My baby went back to school today after the summer break, it was a long one but we had fun. For the first time ever I have managed the whole working mum thing! Kim looked after Tilly on two of the days and then for the third day every week, I took holiday from work. So I didn't have to rely on anyone to look after Tilly, it took the stress out of being a working mum.
So now Tilly is in year 3 and she is a junior. I cannot believe how grown up she looked in her school uniform today. She is growing up so fast and I want the world to stop, so I can keep her little forever. Before I know it she will be leaving home, like the older ones. But as the older kids got to the age of leaving home, I knew I wanted another child. I think I was panicking about being left alone and knew that I had the love to give to another child. But whats going to happen when Tilly leaves home? My Ovaries will be well and truly dried up by then. So Miss Tilly, If you would kindly stay little forever, then I would be very grateful.

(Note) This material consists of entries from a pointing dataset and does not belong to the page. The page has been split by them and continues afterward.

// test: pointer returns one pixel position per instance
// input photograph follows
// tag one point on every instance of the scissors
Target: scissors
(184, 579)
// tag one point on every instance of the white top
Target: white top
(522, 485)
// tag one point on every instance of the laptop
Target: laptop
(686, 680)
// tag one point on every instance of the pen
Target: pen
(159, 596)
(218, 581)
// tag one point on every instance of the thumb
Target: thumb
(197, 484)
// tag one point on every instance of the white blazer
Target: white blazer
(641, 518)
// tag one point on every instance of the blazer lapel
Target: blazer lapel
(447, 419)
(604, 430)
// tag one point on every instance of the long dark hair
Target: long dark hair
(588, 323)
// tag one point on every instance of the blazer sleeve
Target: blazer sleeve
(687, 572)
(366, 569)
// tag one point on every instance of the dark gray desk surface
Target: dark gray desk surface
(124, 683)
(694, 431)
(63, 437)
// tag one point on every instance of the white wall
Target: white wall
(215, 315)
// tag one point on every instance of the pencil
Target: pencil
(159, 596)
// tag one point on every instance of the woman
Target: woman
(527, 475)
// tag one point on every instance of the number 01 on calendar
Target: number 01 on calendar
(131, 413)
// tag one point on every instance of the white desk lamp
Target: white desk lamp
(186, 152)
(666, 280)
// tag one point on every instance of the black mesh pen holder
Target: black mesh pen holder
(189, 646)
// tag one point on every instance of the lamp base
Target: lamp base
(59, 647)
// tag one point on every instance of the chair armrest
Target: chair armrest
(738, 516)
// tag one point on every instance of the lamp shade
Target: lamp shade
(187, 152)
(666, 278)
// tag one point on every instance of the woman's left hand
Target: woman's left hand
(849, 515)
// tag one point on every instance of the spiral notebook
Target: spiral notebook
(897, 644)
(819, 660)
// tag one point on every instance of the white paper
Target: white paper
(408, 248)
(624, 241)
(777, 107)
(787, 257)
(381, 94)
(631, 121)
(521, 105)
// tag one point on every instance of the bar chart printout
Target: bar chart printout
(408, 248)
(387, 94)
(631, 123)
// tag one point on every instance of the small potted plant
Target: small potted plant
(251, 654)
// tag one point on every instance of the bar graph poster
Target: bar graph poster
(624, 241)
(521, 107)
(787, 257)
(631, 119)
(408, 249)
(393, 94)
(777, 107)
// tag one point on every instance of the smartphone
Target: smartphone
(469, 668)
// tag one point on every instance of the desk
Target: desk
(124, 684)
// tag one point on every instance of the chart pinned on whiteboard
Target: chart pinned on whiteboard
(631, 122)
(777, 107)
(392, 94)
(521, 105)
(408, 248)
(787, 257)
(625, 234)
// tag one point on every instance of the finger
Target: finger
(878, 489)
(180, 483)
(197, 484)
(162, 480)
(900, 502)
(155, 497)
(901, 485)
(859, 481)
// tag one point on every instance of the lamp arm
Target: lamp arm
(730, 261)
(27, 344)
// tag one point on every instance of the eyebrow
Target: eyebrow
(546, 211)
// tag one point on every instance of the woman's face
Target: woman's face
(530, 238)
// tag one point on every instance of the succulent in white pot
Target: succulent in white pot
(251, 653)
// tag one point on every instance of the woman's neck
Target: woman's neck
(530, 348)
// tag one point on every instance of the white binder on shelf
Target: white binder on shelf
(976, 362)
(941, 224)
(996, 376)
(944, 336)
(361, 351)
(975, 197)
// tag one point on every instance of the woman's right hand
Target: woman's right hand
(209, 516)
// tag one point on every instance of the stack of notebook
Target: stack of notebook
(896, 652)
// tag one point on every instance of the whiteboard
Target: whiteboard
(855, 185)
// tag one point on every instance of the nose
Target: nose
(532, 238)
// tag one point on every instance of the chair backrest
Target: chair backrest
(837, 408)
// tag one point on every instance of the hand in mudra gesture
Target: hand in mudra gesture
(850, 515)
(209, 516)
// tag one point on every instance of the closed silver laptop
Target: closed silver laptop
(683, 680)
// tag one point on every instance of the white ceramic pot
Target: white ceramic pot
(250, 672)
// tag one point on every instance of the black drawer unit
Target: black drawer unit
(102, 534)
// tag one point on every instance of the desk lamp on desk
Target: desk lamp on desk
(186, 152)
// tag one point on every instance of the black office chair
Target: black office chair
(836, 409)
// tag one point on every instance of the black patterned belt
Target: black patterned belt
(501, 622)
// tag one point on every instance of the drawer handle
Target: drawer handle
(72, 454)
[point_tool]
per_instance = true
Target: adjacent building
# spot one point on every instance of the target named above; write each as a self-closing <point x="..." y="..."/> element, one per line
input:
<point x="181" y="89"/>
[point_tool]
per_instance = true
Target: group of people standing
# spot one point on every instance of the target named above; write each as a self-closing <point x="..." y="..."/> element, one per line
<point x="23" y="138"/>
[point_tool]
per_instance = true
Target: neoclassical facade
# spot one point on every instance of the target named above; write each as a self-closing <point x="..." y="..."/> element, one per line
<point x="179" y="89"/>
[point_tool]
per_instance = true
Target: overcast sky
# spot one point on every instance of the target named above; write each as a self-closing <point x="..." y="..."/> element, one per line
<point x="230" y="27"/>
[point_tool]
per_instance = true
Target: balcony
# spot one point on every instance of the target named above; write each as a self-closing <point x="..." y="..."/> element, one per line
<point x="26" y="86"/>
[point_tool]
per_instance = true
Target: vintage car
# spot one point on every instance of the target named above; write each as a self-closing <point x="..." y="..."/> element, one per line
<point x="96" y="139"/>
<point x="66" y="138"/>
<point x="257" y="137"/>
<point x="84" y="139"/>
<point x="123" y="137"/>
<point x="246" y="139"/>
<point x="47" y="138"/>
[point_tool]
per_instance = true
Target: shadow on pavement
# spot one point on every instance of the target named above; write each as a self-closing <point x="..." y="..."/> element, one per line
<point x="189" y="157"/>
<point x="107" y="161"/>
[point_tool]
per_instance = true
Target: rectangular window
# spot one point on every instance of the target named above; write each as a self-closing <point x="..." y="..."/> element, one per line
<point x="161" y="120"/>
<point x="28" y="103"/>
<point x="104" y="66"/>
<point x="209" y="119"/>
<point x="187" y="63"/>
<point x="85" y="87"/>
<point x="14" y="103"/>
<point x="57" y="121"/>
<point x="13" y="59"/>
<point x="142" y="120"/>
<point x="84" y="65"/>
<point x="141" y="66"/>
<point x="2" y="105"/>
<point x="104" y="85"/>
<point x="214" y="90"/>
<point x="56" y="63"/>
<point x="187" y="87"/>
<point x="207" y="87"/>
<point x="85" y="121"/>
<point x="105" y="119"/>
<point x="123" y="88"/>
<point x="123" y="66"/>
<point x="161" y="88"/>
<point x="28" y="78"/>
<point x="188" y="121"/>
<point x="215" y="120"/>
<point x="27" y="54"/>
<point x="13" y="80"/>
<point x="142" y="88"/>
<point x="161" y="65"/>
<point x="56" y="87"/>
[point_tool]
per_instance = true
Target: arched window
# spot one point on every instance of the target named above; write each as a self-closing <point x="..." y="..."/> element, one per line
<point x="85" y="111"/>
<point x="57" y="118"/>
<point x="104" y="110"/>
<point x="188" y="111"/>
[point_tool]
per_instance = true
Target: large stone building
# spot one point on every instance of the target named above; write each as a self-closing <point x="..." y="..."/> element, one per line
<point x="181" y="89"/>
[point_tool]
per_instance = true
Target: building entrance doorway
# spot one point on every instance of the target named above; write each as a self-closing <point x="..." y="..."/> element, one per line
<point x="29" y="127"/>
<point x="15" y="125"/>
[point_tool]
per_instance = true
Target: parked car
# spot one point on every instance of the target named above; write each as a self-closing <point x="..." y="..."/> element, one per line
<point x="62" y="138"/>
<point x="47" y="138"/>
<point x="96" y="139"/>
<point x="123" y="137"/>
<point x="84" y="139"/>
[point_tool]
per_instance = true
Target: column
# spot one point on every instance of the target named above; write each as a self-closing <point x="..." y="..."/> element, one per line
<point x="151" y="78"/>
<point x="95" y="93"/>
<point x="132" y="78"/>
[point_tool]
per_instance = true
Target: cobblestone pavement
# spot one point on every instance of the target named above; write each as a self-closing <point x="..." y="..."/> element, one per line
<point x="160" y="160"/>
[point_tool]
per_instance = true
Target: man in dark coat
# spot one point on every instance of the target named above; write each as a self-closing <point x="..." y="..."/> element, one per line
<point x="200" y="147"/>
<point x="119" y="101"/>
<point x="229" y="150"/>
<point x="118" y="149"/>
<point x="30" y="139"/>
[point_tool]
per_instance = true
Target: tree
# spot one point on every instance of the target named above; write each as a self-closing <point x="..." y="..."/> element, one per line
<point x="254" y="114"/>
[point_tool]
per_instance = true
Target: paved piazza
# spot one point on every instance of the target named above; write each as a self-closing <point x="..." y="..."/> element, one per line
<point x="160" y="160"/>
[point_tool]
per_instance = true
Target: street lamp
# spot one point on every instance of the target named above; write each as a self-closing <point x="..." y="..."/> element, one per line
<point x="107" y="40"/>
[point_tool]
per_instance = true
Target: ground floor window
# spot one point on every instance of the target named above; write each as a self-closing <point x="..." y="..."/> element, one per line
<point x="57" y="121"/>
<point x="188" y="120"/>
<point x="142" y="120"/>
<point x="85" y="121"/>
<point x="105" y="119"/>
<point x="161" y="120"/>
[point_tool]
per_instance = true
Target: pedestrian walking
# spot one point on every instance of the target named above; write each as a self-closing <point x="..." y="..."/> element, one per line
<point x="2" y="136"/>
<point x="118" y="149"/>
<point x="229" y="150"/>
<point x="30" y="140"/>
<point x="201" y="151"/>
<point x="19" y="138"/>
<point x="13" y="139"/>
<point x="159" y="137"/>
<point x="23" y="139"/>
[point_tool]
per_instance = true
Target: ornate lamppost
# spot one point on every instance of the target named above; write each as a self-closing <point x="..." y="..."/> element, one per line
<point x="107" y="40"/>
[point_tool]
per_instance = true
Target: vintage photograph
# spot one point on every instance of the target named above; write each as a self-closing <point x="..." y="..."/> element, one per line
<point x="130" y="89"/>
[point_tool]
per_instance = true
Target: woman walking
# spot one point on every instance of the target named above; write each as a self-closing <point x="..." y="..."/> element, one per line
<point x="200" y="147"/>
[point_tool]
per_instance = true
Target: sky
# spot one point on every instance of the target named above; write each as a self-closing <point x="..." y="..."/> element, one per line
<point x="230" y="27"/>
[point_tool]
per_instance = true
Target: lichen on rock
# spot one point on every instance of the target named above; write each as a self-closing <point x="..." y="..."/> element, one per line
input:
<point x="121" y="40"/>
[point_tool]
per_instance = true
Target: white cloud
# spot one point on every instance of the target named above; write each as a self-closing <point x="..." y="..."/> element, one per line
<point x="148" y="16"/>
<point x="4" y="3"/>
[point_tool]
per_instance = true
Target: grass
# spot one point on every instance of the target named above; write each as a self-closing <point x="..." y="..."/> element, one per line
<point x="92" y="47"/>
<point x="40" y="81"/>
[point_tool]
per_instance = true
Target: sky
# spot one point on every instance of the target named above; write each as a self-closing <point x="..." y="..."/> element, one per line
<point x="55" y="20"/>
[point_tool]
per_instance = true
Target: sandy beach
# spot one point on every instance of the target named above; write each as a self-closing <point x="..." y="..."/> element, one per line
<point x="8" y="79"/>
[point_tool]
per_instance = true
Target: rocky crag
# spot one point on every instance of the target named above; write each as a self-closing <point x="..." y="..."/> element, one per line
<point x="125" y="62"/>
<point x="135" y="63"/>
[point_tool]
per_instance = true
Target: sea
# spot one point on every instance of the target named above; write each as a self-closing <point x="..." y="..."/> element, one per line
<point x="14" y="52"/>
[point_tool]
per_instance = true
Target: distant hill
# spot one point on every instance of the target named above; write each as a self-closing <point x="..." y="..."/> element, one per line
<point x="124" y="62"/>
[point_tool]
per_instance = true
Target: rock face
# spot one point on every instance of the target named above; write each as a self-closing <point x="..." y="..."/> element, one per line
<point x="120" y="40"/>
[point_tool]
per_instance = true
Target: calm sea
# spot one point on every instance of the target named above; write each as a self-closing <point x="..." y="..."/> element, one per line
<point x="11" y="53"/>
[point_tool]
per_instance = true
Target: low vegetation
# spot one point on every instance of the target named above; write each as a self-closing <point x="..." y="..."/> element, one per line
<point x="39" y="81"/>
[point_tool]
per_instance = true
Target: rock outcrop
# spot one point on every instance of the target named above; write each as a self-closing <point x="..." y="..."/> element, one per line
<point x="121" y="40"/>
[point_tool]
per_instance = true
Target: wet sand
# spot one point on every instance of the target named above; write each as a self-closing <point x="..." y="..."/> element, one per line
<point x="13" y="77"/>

I did feel a little disheartened as she left for school this morning. We were at Kidzania at the weekend and in an activity, she had to read a cue card. She said to the man 'I can't Read'. She can read basic words but what she said cut through me like a knife. I felt like a bit of a fuck up of a mum, as if I had let her down. Tilly has severe dyslexia and she really struggles to read and write. she is stuck at the level of the end of year 1. She has to work so much harder than other children and when she said she couldn't read, it broke my heart in to two pieces.
Every time she asks me how to write a b or a d, my heart sinks. Kim has severe dyslexia too and I don't ever remember her finding reading and writing this hard. I try to encourage her to read, we have Reading Eggs at home, that she does in her own time but it isn't enough and when she isn't at school, the last thing she wants to do is more work on something that she really struggles with. Reading Eggs is fun and very interactive but it's almost as if she is scared to read and write in case she gets it wrong.
Dyslexia comes from my side of the family and to know that you have passed it down to your kids, makes you feel so full of guilt. I remember as a child, struggling at school. I remember how it felt to struggle with words and numbers. Although I probably have it on a smaller scale than my children, but I am 44 years old and I still cant tell the difference between left and right!
This year we are going to make it a priority to read the school book that comes home from school. This year we are going to fight this dyslexia and we will come out as a winner! Tilly has gone back to school feeling confident, refreshed and happy, that is all that is important to me. I know she will do good.